= Ediciones de la Flor =

Argentine publishing company

Ediciones de la Flor was an Argentine publisher, founded in 1966 by Daniel Divinsky and Ana Maria Kuki Miler. It is one of the few still independent publishers of that country. It was known for publishing works of comic book authors, such as Roberto Fontanarrosa, Quino, Caloi and Liniers, in addition to publishing literary authors such as Rodolfo Walsh, Silvina Ocampo and Umberto Eco.

== History ==
The publisher began when the lawyer Divinsky and his legal partner Tito Finkelberg joined with the editor Jorge Álvarez to open a bookshop. Not having the necessary capital for the company, Álvarez suggested to use the money (300 dollars) to instead buy book publishing rights.

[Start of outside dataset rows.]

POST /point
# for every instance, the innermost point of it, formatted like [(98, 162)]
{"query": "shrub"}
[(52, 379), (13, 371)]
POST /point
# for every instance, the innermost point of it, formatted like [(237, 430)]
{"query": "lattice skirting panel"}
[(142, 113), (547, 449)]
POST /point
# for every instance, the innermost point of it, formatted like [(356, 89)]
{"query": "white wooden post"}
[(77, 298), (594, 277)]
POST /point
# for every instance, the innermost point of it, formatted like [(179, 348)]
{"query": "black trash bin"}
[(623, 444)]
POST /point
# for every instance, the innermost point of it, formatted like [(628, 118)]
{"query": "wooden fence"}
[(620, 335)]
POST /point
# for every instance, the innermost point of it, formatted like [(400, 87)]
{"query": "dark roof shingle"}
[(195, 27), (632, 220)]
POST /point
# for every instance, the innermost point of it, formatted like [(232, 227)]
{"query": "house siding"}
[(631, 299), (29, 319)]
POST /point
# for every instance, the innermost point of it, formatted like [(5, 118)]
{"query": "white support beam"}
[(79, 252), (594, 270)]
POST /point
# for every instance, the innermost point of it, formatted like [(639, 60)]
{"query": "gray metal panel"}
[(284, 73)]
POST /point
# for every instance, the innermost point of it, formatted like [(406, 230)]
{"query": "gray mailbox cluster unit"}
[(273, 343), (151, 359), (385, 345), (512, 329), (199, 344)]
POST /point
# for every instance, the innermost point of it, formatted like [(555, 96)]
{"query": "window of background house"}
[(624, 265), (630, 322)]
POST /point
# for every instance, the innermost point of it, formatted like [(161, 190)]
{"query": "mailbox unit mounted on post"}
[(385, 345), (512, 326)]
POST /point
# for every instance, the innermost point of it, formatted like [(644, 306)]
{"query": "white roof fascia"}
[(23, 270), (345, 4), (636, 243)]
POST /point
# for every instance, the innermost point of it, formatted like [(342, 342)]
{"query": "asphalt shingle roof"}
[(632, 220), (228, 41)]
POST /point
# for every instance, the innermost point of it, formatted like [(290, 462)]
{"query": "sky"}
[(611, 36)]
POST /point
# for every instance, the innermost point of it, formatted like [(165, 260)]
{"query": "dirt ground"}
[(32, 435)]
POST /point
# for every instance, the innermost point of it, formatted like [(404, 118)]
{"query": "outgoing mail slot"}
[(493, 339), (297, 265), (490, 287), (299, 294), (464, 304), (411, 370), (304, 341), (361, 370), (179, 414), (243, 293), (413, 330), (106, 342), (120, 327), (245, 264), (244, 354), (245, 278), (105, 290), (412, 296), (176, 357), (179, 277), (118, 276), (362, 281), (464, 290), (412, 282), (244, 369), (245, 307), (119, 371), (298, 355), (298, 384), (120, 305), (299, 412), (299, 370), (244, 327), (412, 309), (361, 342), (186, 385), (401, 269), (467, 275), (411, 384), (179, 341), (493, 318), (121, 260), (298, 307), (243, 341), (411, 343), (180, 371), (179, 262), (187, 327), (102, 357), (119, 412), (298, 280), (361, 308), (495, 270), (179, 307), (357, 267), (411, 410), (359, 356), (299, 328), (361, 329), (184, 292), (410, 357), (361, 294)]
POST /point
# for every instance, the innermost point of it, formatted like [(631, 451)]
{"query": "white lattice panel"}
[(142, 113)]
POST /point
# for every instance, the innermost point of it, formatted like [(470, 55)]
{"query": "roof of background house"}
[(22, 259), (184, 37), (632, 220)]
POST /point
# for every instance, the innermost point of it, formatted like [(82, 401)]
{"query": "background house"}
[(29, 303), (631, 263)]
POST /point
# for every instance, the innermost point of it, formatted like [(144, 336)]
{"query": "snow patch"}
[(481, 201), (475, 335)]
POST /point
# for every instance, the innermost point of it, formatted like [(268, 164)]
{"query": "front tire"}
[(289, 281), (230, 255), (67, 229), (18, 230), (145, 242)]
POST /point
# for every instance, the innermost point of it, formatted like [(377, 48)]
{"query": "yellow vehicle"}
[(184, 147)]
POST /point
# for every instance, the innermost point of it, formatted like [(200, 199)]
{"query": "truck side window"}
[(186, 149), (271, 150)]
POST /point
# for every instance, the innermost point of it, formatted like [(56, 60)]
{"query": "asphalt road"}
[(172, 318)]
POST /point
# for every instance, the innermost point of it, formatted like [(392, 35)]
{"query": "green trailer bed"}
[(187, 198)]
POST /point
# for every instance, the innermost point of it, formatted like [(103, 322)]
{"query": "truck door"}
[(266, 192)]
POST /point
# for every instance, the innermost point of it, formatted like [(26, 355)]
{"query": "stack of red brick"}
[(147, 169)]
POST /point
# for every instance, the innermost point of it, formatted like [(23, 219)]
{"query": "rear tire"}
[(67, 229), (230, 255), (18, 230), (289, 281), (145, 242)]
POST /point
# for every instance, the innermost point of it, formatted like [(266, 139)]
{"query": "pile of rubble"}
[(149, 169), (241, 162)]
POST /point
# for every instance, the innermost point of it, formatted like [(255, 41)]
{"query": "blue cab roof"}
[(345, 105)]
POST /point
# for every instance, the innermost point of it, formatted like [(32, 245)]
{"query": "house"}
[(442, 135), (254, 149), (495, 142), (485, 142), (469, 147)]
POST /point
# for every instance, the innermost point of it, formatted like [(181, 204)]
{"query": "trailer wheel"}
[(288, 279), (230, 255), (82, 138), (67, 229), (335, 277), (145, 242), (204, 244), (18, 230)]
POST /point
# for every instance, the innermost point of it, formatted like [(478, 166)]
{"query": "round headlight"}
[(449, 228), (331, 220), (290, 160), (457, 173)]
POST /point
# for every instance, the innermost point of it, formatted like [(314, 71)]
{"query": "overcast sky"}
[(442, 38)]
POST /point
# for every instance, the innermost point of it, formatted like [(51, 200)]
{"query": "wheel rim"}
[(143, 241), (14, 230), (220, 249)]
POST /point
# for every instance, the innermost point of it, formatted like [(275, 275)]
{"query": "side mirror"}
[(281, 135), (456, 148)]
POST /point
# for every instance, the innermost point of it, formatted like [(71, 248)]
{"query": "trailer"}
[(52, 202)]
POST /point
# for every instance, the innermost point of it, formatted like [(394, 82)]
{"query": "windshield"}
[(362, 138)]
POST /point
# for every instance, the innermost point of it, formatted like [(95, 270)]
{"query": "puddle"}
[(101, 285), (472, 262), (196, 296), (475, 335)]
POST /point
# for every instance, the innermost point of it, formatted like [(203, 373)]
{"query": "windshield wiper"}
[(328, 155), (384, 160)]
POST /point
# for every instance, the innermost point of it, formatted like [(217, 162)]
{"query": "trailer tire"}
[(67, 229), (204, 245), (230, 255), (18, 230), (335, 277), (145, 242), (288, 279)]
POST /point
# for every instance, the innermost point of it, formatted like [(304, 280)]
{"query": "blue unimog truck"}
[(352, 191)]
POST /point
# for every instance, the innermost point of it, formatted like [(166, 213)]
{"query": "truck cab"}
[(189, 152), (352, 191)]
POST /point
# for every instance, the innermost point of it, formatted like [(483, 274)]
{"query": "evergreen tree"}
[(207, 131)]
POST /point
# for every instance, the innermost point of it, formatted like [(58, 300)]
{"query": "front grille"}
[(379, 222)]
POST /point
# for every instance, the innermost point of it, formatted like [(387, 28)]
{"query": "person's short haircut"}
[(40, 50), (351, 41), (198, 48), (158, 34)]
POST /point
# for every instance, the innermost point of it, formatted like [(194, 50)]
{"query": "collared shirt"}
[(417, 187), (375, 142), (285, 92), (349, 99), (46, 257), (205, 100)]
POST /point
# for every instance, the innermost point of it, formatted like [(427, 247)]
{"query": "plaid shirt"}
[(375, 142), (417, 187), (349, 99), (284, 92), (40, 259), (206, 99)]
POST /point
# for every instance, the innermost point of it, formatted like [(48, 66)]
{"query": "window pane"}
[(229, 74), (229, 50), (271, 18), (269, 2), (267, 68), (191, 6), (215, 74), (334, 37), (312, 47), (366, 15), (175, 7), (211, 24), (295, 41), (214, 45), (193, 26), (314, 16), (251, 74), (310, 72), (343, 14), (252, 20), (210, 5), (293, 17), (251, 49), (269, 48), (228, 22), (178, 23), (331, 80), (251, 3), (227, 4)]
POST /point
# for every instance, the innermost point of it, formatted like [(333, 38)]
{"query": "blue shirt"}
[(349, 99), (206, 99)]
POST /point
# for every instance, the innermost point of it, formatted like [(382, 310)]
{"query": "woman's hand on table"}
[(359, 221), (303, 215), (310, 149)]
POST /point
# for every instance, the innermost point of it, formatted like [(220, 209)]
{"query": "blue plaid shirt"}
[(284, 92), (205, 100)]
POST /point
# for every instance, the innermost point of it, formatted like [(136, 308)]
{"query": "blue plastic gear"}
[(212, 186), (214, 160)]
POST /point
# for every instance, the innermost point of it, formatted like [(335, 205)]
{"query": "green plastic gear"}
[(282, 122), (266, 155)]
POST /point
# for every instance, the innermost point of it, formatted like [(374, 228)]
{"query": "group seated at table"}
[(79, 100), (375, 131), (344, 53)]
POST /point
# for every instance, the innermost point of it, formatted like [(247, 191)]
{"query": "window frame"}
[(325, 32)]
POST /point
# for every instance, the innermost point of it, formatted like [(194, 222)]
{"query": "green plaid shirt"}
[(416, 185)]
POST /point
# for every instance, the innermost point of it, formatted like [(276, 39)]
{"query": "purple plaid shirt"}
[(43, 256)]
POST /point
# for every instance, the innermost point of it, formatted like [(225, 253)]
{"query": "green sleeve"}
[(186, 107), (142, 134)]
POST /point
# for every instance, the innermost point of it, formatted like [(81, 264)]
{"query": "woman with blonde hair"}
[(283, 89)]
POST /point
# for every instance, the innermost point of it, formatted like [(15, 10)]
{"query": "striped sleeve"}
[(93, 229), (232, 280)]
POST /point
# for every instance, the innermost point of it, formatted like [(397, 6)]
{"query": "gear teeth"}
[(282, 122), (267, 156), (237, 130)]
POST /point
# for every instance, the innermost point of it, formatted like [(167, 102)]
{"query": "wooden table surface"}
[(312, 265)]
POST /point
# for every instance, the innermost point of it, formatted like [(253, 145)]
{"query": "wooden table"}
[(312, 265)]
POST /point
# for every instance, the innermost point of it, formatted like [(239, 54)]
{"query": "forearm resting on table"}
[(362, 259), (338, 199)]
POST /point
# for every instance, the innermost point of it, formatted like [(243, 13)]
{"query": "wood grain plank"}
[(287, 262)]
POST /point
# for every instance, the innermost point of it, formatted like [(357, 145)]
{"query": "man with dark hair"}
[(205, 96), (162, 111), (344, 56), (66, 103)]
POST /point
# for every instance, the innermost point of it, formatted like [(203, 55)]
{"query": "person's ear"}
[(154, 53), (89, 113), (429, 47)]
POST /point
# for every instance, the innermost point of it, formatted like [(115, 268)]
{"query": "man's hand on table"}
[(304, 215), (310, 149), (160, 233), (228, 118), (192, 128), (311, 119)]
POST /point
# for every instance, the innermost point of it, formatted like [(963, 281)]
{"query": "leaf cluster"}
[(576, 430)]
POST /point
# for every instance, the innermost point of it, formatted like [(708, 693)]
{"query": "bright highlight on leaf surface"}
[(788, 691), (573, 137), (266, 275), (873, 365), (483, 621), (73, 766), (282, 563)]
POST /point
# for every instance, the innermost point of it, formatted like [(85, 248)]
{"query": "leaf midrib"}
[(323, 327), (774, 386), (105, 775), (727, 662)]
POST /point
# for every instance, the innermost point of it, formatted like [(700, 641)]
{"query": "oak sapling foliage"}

In 1967, de la Flor published its first book, the anthology Buenos Aires, de la fundación a la angustia (Buenos Aires from the foundation to the anxiety), including short stories by Julio Cortázar, Rodolfo Walsh and David Viñas. In 1970, Kuki joined the publishing house. That year, de la Flor published the first book of Quino's Mafalda.

Between 1977 and 1983, during the Argentine military dictatorship, Divinsky and Kuki went into exile in Venezuela, for having published Cinco Dedos (Five fingers), a children's book considered "subversive" by the government.

==Closing==

In April 2026, at the 50th Buenos Aires International Book Fair, the publishing house announced its closing; in a statement the editors said: "The book world is not the same, and we are not the same either".